ÉLOGE DE L'OISIVETÉ

Article publié exclusivement sur Internet avec la Lettre n° 342
du 11 juin 2012


ÉLOGE DE L'OISIVETÉ de et avec Dominique Rongvaux, d'après Bertrand Russell. Mise en scène de Véronique Dumont.
Un intérieur très sobre, fauteuil, lampe, table et chaise. Sur un pupitre, le portrait de celui qui accompagnera cette conversation à bâtons rompus, Bertrand Russell. La référence est explicite par le mimétisme qu'adopte alternativement Dominique Rongvaux, pipe, lunettes sur le front. Nous voici conviés à une promenade en dilettantes, du mathématicien philosophe Russell jusqu'à Denis Grozdanovitch, sportif et hommes de lettres, en passant par La Fontaine ou encore sa propre expérience d'ingénieur commercial reconverti dans le théâtre.
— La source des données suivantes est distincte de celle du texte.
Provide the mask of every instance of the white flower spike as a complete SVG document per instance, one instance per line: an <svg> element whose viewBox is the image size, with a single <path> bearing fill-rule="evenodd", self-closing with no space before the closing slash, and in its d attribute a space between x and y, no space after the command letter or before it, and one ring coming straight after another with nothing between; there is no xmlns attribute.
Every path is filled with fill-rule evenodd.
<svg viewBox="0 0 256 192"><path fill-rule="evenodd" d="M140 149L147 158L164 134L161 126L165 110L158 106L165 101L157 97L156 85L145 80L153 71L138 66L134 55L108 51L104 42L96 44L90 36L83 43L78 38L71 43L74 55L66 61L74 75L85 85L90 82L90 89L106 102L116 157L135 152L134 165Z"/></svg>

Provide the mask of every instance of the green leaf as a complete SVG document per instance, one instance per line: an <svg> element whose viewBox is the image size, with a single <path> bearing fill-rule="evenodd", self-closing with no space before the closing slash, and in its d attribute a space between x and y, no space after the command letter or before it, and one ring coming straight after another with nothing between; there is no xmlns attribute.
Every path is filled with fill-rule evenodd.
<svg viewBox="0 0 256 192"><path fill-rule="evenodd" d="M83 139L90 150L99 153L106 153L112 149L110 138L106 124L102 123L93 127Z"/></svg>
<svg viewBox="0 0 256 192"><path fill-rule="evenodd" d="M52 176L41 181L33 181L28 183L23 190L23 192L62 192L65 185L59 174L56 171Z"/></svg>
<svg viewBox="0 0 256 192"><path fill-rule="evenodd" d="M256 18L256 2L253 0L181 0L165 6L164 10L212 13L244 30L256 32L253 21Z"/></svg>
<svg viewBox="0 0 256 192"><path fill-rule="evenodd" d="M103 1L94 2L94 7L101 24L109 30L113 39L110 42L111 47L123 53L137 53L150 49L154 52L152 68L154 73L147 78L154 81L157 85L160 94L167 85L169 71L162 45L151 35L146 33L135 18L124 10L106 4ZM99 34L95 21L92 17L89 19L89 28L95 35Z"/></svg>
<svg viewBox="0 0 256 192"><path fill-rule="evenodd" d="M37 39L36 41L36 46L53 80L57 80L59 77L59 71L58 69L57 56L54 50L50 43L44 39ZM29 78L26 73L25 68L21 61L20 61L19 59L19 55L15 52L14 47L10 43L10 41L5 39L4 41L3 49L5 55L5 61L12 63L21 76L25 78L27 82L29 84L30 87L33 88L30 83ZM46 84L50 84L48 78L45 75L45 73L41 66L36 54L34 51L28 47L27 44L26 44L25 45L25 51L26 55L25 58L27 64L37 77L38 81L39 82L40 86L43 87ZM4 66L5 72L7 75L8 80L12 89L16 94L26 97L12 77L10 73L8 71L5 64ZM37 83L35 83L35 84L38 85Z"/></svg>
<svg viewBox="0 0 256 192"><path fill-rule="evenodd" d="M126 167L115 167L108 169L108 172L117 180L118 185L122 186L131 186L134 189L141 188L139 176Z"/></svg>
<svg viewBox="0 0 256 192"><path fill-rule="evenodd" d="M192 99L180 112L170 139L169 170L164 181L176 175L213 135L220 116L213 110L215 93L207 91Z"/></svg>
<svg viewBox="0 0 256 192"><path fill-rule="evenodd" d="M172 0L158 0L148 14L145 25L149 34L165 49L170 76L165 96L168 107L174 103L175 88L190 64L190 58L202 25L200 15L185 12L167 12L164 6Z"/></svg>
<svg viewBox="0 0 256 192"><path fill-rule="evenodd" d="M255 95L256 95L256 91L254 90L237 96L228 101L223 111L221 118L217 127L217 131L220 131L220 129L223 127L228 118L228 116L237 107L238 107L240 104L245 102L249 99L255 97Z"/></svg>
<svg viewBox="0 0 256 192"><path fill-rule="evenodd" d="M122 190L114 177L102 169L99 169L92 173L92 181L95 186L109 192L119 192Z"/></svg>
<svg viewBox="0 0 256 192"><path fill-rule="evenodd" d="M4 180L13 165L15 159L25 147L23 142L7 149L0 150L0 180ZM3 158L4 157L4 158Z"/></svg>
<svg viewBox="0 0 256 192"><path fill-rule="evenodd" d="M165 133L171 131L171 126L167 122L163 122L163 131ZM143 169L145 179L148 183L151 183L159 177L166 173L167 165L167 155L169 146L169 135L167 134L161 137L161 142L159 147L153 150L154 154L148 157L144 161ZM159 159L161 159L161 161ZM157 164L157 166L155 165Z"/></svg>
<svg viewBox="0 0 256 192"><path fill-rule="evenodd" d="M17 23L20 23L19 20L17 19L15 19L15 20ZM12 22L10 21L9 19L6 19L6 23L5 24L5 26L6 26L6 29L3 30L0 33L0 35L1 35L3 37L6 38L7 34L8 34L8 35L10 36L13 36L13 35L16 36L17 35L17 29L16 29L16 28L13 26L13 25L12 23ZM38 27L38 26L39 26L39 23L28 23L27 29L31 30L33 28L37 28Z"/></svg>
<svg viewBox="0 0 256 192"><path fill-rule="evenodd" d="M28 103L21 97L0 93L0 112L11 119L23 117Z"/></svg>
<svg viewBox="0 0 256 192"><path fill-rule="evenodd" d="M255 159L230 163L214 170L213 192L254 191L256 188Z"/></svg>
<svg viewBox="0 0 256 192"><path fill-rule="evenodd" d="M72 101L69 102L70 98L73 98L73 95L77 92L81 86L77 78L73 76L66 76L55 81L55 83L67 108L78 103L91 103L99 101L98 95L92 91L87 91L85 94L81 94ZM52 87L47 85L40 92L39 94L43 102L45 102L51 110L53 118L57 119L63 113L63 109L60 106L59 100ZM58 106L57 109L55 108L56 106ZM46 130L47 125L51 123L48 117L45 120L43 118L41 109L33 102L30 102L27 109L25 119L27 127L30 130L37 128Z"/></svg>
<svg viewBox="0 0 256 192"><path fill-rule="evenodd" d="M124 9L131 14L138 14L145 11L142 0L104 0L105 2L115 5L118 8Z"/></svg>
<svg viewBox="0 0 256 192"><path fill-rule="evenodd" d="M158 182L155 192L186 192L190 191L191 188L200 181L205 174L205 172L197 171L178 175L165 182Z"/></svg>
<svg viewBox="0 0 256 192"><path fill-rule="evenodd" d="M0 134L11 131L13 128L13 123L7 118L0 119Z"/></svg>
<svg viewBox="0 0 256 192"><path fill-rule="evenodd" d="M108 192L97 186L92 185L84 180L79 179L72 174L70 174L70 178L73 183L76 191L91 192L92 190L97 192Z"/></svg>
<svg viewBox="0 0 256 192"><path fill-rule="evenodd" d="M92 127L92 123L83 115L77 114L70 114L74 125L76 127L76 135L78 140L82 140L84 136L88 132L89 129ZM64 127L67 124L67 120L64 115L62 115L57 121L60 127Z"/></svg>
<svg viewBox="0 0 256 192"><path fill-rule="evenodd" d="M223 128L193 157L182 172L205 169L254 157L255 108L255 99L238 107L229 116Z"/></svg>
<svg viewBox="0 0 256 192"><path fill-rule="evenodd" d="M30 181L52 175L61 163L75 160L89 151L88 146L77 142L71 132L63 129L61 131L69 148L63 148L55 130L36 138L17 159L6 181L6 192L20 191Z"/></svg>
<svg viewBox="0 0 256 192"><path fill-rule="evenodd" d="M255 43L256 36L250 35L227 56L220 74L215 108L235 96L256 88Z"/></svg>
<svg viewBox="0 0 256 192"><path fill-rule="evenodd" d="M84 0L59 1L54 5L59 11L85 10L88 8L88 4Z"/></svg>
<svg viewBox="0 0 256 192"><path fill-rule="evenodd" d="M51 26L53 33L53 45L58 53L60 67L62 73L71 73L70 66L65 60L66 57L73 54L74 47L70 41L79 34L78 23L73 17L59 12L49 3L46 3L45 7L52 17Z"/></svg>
Déambulation verbale pleine d'humour et de légèreté apparente, qui revisite l'aberration d'un monde qui, dans sa précipitation et une logique absurde, corrobore chaque jour davantage l'étymologie du travail, cette torture entretenue par les riches et entérinée par les pauvres en victimes consentantes. Ah, dériver dans un temps qu'on gagnerait autrement, se laisser aller au plaisir insigne de la digression, accepter l'oisiveté, non comme la mère de tous les vices de nos éducations castratrices, mais comme le lieu privilégié de la contemplation, active et bénéfique, des joies de l'esprit et du corps… ! Etre le savetier de La Fontaine, qui préfère sa liberté à l'âpreté stérile et insensée du financier. Dominique Rongvaux virevolte, sourit, converse avec le public, croque la pomme du plaisir disert. Où s'arrête la référence érudite à ses auteurs cités et commentés, où s'inscrivent ses propres choix de vie ? Est-ce si important de le déterminer, puisque chaque spectateur fait son miel personnel, en écho des aphorismes vitaux qui lui sont ainsi offerts ? L'intelligence est au rendez-vous, d'autant plus qu'elle s'assortit de l'ironie salvatrice.
Le temps a laissé sa pesanteur ou son hystérie à la porte du théâtre et cette oisiveté est mère de toutes les vertus de la réflexion. Et on s'empresse, dès la sortie, de se plonger dans la lecture de Russell et de Grozdanovitch… Quel bel éloge de la vie ! Théâtre de Belleville 11e.